As a faithful Black Swan convert, I doubt our ability to predict our planet’s energy future in 2040. We can, however, make educated guesses about the forces likely to give shape to the energy Black Swans in our immediate future. Here is one of them.

The actions of 2.5 billion or so people in the world who live on less than $2/day will shape Black Swan disruptions in the next 20 years more powerfully than most of us can imagine. They are already responsible for just about all of the planet’s population growth in the next two decades, which will profoundly affect environmental balance. Conversely, they are disproportionately distributed in close proximity to dispersed stands of high energy invasive biomass which can most easily be converted to low carbon emitting alternatives to coal, and in the process move out of poverty. A perfect example is the prevalence of mesquite in arid lands which can be easily converted to low carbon-emitting dense biomass sources.

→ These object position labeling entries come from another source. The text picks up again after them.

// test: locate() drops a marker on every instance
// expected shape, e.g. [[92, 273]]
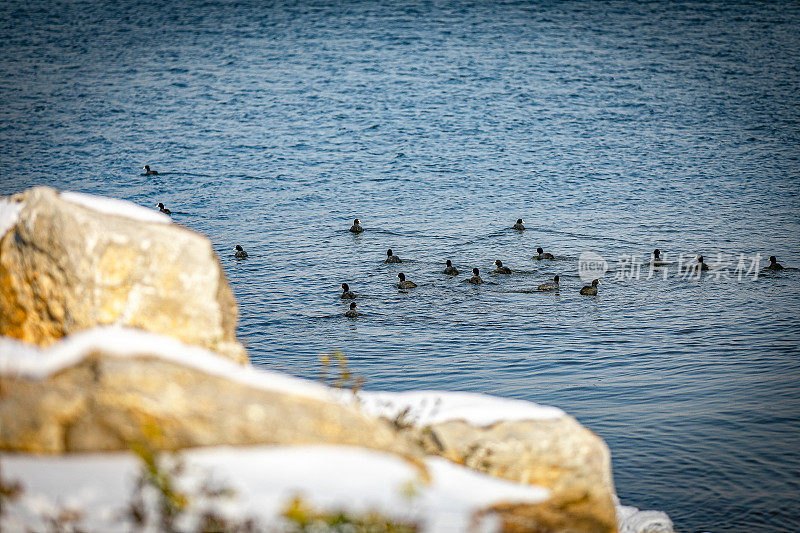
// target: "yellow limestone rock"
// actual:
[[65, 267]]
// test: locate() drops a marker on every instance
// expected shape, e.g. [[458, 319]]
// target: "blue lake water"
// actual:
[[612, 127]]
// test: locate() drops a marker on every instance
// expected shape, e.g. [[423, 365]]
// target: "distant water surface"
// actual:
[[613, 127]]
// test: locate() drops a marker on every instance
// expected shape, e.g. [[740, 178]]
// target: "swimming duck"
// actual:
[[356, 227], [500, 268], [773, 264], [590, 290], [347, 294], [449, 269], [405, 284], [475, 279], [657, 260], [391, 258], [550, 286]]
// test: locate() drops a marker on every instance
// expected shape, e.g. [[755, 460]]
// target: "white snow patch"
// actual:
[[9, 214], [264, 479], [30, 361], [434, 407], [113, 206]]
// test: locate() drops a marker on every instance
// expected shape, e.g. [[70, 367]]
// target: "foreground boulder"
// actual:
[[114, 389], [70, 262], [515, 440], [110, 388]]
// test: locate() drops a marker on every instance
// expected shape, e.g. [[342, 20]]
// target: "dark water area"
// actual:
[[612, 127]]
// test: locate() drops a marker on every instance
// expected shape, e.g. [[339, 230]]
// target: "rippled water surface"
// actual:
[[611, 127]]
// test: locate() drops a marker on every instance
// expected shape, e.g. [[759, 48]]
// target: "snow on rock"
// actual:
[[264, 480], [30, 361], [424, 408], [9, 213], [113, 206]]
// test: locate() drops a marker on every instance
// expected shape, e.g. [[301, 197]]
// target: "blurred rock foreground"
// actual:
[[119, 331], [65, 267]]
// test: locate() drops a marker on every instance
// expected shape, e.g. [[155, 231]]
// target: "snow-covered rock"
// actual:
[[72, 261], [106, 388], [515, 440], [434, 494]]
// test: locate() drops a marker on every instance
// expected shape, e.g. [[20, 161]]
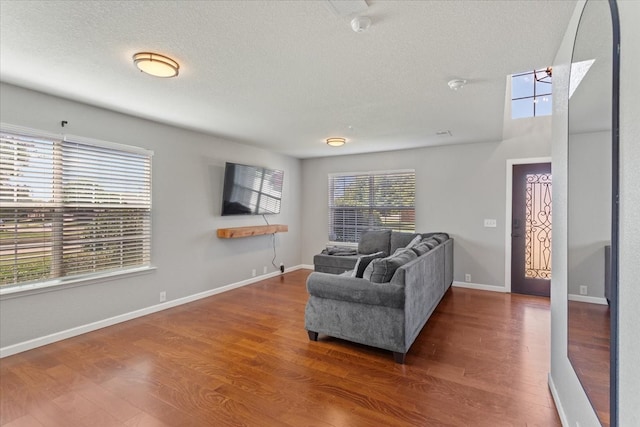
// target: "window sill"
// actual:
[[60, 284]]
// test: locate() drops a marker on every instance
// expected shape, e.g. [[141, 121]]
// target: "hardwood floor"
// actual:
[[243, 358]]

This omission of the impoverished actions in predictions of our energy future is astounding. These shapers of our energy future are disproportionately distributed in dispersed, poor rural areas in close proximity to stands of high energy biomass, easily converted into low-carbon emitting alternatives to coal, creating millions of new jobs and massive new markets for village produced energy products.

Nature takes 300 million years to produce coal. But through a process called torrefaction, which is exactly the same as roasting coffee, a group of volunteer engineers at Ball Aerospace have reduced the time to one hour, producing a blackened biomass that looks like coal, burns like coal and best of all mimics nature’s carbon cycle instead of increasing carbon emissions.

Using selected agricultural waste streams and invasive species growing in arid wastelands as inputs, it is now possible to design 100,000 village kilns, each capable of producing 7 tons a day of a low carbon emitting substitute for coal. The shortening of the collection radius from 150 kilometers to 4 kilometers, taking advantage of low-cost labor in rural villages, and adding carbon credits to the mix is now likely to produce a new breed of multinational corporations partnering with village enterprises and capable of replacing up to 20% of global carbon emissions. Best of all, if it works, it will become a profitable international corporation, supported by investment capital instead of the begging bowl.

This is my dream for the future. Whether it will turn out to be a dream or a nightmare remains to be seen.